Guerra P, Sparks P, Mlynash M, Groenewegen AS, Roithinger F, Steiner P, Lesh MD. Univ of California San Francisco. Abstract presented at North American Society of Pacing and Electrophysiology, Toronto. May, 1999. Background: Recent results suggest a pulmonary vein (PV) focus triggers AF in patients with paroxysmal atrial fibrillation (PAF). Given the difficulty in inducing triggering beats in the EP laboratory, a noninvasive screening tool for left atrial (LA) triggers is desirable. Methods: We evaluated the utility of ambulatory esophageal lead monitoring (ELAM) to identify patients with LA premature beats (APBs) which initiate AF. Because of its proximity to the posterior left atrium (LA), early activation in the esophageal lead should occur at or before the onset of the surface P wave for the APBs arising from the PV region. Recognition of initiating APBs on the EKG is hampered by the superimposed T waves. A novel automatic QRST subtraction algorithm was applied to the Holter data to isolate ectopic P waves. ELAM was performed on 17 patients referred to PAF using a Mortara Instruments 12-lead recorder. A 10 French bipolar esophageal lead (CardioCommand TAPSCOPE-210) was positioned such that an adequate atrial signal was obtained. Results: ELAM was performed for a mean of 16.5 +/- 6.3 hours and the esophageal lead was well tolerated in all. Ten patients had a total of 40 PAF initiations. During sinus rhythm, the atrial signal recorded from the esophageal lead occurred 33 +/- 6 msec after the surface P wave, reflecting the expected late LA activation. All PAF episodes were initiated by an APB. Atrial activation during APB was consistently early in all the esophageal tracings, occurring a mean of 28 +/- 11 msec before the onset of the P wave revealed by QRST-subtraction of the surface tracings. These patients underwent invasive mapping of the initiating foci for PAF. Two patients had left upper PV foci, 2 hard right upper PV foci, 1 a left lower PV focus, 1 a right lower PV focus, and 2 patients had foci in both upper PVs.
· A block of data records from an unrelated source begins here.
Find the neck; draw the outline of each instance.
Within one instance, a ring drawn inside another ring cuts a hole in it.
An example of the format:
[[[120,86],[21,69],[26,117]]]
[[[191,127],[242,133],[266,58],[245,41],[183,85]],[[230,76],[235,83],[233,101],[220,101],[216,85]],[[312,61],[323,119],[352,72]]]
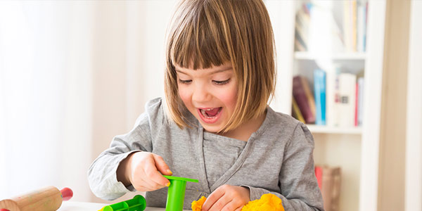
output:
[[[250,135],[260,129],[265,120],[267,110],[260,115],[257,118],[246,121],[234,129],[225,133],[219,133],[218,134],[229,138],[248,141]]]

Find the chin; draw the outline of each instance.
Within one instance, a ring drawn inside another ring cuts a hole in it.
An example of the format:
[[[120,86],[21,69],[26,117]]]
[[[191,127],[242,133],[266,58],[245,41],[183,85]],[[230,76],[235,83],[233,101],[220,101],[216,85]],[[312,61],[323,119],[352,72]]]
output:
[[[202,124],[204,129],[207,132],[217,134],[218,132],[222,129],[221,127],[207,127]]]

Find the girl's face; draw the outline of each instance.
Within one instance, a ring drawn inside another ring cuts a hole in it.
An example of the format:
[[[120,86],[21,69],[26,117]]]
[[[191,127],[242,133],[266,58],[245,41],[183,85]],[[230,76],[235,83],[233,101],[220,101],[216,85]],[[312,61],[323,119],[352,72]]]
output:
[[[175,65],[179,95],[205,131],[222,129],[233,114],[238,84],[231,64],[208,69],[182,68]]]

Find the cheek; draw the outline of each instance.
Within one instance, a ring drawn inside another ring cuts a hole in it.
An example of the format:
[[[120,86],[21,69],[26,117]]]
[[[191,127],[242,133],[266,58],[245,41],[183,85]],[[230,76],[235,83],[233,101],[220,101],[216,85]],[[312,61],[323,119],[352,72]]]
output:
[[[237,87],[233,86],[220,94],[220,101],[230,110],[234,110],[237,100]]]
[[[188,106],[190,105],[190,96],[191,94],[188,93],[188,91],[187,91],[187,90],[185,90],[183,88],[181,89],[180,87],[179,87],[179,96],[180,96],[180,98],[186,107],[188,107]]]

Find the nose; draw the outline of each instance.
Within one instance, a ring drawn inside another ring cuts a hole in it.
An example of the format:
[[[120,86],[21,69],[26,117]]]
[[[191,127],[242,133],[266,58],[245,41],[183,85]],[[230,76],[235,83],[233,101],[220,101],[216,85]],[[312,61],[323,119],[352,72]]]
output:
[[[192,101],[200,105],[201,103],[206,103],[211,101],[212,95],[210,92],[207,86],[203,84],[198,84],[192,93]]]

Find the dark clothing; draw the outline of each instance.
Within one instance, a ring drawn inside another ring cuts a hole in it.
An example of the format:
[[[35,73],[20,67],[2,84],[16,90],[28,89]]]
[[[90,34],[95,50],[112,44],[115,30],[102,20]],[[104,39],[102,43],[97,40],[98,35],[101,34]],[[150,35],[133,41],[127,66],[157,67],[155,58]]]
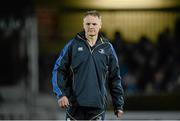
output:
[[[92,107],[69,107],[66,110],[66,120],[104,120],[105,111]]]
[[[63,48],[52,74],[57,98],[65,95],[72,105],[104,109],[108,84],[115,110],[123,109],[118,59],[110,42],[101,35],[91,48],[84,32],[78,33]]]

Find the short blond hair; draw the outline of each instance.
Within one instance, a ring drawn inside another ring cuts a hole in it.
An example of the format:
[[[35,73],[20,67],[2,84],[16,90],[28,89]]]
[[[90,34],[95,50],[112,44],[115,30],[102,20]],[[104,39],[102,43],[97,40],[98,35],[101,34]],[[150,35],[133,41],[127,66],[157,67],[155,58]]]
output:
[[[98,11],[96,11],[96,10],[91,10],[91,11],[87,11],[86,13],[85,13],[85,15],[84,15],[84,18],[86,17],[86,16],[95,16],[95,17],[98,17],[99,19],[101,19],[101,15],[100,15],[100,13],[98,12]]]

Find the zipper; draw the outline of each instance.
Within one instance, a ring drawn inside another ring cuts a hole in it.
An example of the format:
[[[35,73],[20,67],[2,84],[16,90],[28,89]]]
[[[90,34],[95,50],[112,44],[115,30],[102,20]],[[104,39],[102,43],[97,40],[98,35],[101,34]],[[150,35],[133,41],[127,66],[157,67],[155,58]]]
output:
[[[73,91],[75,90],[75,82],[74,82],[74,71],[73,71],[73,68],[70,66],[70,69],[72,71],[72,74],[73,74],[73,80],[72,80],[72,87],[73,87]]]

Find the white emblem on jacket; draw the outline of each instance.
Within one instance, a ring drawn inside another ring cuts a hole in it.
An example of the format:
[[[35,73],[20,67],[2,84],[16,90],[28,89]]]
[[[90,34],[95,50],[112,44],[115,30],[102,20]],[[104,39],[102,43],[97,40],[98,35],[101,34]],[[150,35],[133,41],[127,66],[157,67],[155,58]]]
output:
[[[99,49],[98,52],[101,53],[101,54],[105,54],[104,49]]]
[[[78,51],[83,51],[83,47],[78,47]]]

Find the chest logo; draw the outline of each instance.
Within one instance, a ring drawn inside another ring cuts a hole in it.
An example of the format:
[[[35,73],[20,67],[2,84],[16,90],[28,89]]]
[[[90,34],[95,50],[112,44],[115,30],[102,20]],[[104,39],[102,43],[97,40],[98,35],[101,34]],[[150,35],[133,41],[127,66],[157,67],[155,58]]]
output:
[[[78,51],[83,51],[83,47],[78,47]]]
[[[99,49],[98,52],[101,53],[101,54],[105,54],[104,49]]]

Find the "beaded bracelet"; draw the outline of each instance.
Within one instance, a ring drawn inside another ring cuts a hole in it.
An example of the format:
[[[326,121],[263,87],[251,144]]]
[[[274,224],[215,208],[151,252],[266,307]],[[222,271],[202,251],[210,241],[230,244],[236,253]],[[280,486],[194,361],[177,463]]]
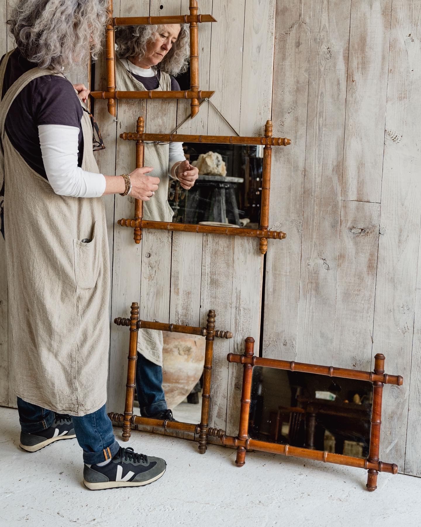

Two patients did not have sufficient APBs to permit mapping. Conclusions: 1) Ambulatory esophageal EKG monitoring is feasible and when compared to QRST subtraction can reveal left atrial foci as initiators of PAF. 2) Documenation of early esophageal lead activation for APBs that initiate AF is highly predictive of PV triggers, and may serve as a useful screening test for candidates for focal AF ablation.